Friday, July 1, 2016

New Artists Networks

A look in the mirror!

Our culture and arts industry is constantly evolving. By enlarge our sector is dependent on government investment. The amount in the kitty is never secure and changes with the government agenda. At present the arts industry is suitably unfashionable. To depend solely on arts funding for income if foolish, and no way to found a reliable arts base business.

As artists and arts workers we need a reality check. We can whinge to the cows come home about unfair pay rates, unpaid hours and lack of opportunities or take positive steps to address the gaps in the industry and local community. Inactivity and game blaming isn't, going to put food on our tables.

Luckily for me, I am not the only one in Ipswich who shares this views. . . Opportunities do not just present themselves, we create them. Very rarely does someone knock on the door and offer a job to a stranger.  Yet, as artists sometimes that is way we behave.

Sometimes I just want to get paid for my work.

As being self-employed, which most artist are we forget the first rule of business. "Investment", into the business, very few of friends who own small businesses do not draw a wage in their first year of operation and most of their savings went in to purchasing the business, not only are they not drawing a wage their repaying a loan.  So our first step is to stop thinking we're hard down by due to the industry we chose to work in.

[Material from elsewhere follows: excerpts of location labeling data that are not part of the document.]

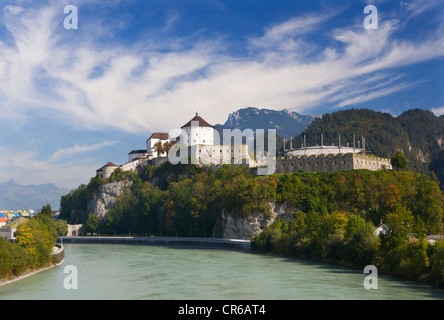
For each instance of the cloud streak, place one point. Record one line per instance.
(133, 89)
(98, 81)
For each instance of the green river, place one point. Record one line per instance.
(111, 271)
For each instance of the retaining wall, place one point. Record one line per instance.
(166, 241)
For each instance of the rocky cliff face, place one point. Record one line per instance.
(105, 197)
(245, 227)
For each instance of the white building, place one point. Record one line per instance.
(137, 154)
(150, 143)
(198, 132)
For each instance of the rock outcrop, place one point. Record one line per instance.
(106, 196)
(234, 227)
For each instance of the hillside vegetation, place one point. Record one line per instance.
(334, 213)
(419, 134)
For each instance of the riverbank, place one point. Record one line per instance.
(57, 257)
(217, 243)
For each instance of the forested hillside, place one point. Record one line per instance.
(334, 214)
(419, 134)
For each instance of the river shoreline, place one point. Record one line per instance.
(29, 273)
(214, 243)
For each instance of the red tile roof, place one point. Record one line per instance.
(201, 122)
(159, 135)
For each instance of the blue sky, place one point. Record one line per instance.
(72, 100)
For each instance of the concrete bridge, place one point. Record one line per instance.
(166, 241)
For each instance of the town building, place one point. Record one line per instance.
(199, 144)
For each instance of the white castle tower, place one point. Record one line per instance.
(198, 132)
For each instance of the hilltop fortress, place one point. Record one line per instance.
(199, 143)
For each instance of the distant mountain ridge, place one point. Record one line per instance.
(418, 133)
(287, 123)
(14, 196)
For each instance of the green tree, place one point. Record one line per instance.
(362, 247)
(399, 161)
(353, 224)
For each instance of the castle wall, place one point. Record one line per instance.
(132, 166)
(329, 163)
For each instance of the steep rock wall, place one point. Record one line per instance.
(106, 196)
(234, 227)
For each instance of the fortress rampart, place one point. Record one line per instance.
(330, 162)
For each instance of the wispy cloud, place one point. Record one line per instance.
(438, 111)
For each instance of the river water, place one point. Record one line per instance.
(110, 271)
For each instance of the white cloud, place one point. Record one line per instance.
(76, 149)
(137, 90)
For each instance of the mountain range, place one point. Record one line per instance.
(418, 133)
(287, 123)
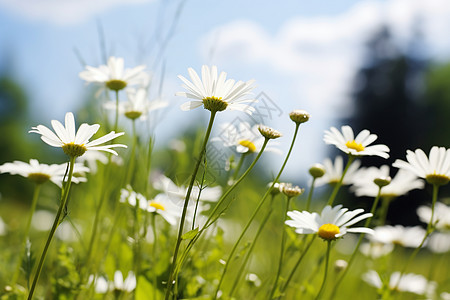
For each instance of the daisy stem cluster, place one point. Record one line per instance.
(233, 250)
(37, 189)
(429, 230)
(283, 242)
(325, 275)
(56, 222)
(238, 277)
(172, 274)
(213, 216)
(358, 244)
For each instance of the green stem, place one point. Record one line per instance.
(37, 189)
(186, 202)
(132, 157)
(247, 256)
(291, 275)
(155, 243)
(283, 242)
(326, 270)
(383, 210)
(56, 223)
(430, 229)
(355, 251)
(338, 185)
(116, 118)
(233, 250)
(211, 218)
(238, 167)
(311, 191)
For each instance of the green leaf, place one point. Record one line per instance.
(190, 234)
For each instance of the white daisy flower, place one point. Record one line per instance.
(436, 169)
(331, 224)
(358, 146)
(137, 105)
(410, 282)
(178, 193)
(333, 172)
(40, 173)
(114, 75)
(441, 215)
(401, 184)
(73, 143)
(215, 92)
(244, 137)
(398, 235)
(439, 242)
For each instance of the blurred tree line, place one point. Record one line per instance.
(402, 97)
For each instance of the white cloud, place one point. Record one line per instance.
(320, 55)
(62, 12)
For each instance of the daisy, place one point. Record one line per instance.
(436, 169)
(410, 237)
(441, 215)
(331, 224)
(73, 143)
(333, 172)
(137, 105)
(244, 138)
(401, 184)
(113, 75)
(215, 92)
(410, 282)
(358, 146)
(40, 173)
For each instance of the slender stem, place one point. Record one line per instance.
(132, 156)
(155, 247)
(430, 229)
(247, 257)
(291, 275)
(211, 218)
(116, 118)
(311, 191)
(233, 250)
(238, 167)
(186, 202)
(283, 242)
(383, 210)
(56, 223)
(355, 251)
(338, 185)
(37, 189)
(326, 271)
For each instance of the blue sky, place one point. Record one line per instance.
(302, 54)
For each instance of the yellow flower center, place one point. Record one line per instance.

We can do one of two things, continue to fight over every last dollar, or work together so we all earn something.  We need to accept art will not be our sole income.

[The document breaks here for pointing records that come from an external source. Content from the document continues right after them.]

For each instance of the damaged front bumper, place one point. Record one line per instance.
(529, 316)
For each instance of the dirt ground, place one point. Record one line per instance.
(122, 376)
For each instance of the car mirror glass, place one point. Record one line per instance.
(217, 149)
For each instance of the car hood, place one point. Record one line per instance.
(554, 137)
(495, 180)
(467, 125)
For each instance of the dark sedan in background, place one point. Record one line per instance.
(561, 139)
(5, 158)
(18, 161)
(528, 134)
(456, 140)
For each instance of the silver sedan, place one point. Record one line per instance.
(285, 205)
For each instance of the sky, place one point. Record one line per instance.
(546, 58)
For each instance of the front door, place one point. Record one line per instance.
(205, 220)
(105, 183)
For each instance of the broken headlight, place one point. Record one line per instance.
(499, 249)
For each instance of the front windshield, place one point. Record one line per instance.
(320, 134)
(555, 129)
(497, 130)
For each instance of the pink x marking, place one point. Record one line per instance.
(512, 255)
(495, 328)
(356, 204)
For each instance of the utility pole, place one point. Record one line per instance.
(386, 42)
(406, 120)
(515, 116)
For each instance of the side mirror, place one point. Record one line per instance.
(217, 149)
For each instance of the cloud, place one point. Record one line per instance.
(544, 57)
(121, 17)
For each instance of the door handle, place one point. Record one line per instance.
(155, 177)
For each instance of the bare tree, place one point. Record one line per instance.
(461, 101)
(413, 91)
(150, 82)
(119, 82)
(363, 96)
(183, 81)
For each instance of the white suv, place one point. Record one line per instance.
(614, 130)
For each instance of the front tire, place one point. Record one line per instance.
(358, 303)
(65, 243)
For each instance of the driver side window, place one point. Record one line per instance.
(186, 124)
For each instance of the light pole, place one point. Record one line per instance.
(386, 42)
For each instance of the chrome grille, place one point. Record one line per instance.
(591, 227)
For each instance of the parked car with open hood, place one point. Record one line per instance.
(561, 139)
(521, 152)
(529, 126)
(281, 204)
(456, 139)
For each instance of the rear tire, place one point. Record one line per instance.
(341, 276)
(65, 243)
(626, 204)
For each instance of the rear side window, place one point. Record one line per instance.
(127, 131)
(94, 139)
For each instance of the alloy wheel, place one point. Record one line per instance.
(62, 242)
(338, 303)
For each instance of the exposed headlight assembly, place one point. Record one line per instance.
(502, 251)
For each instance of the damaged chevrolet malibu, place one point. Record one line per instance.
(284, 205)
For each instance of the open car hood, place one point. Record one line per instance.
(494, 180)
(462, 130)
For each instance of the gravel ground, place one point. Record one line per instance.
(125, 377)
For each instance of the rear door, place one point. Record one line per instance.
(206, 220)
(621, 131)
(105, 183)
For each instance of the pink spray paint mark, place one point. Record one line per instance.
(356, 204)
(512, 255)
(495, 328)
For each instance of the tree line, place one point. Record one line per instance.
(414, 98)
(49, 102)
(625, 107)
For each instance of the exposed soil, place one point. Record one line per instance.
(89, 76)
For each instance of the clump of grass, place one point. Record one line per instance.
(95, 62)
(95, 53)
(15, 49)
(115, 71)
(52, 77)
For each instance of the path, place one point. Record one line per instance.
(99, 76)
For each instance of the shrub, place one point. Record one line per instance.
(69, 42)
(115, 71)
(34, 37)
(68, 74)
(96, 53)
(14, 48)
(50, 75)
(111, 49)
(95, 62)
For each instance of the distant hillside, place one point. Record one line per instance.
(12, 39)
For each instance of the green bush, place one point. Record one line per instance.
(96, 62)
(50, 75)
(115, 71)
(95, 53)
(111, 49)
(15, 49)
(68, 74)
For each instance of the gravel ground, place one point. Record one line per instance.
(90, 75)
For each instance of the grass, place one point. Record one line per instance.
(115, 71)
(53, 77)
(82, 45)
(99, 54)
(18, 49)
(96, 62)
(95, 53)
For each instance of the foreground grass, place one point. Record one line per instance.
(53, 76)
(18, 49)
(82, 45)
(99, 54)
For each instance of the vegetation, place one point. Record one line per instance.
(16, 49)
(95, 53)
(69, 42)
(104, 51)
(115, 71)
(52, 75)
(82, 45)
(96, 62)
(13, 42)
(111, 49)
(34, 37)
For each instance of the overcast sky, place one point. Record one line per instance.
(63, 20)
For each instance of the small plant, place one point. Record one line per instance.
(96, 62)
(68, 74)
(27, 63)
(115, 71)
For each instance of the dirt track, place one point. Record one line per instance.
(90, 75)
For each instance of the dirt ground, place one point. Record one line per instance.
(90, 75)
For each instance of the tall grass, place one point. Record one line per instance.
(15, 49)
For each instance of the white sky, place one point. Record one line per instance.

In Ipswich a few splinter groups, including ArtISability are starting to grumble about establishing better networks and working together to pool resources to market the arts community as a whole. Its a model that works very successfully in other industry, putting us behind the eight ball, but at least we're joining the game.

We at ArtISability see value in working with existing networks as we have in the past with disability sector.  We partnered with ALARA Queensland for  three years and the Ipswich City Council.  Now we want a change in direction so we are seen  purely for our creative abilities.  To do that we need to be part of the arts community. Rather than seeking support from the sidelines.

Thus we are moving from a workshop based program to an arts community who support each other to achieve our own goals through collective marketing and advertising.  This will allow me to offer something I've wanted to do but haven't achieve, give artists the power to chose the skills and art forms they want to participate in.

The network will match artists with tutors and mentors who can best enable them to achieve their nominated goals.  Thus in many ways we are a referral service.  However a network structure allows other artists networks to access our services.

We are a meeting place for those who potentially want to work together.  The good news is individual tutors may chose to run workshops through our service, by access of database for direct marketing.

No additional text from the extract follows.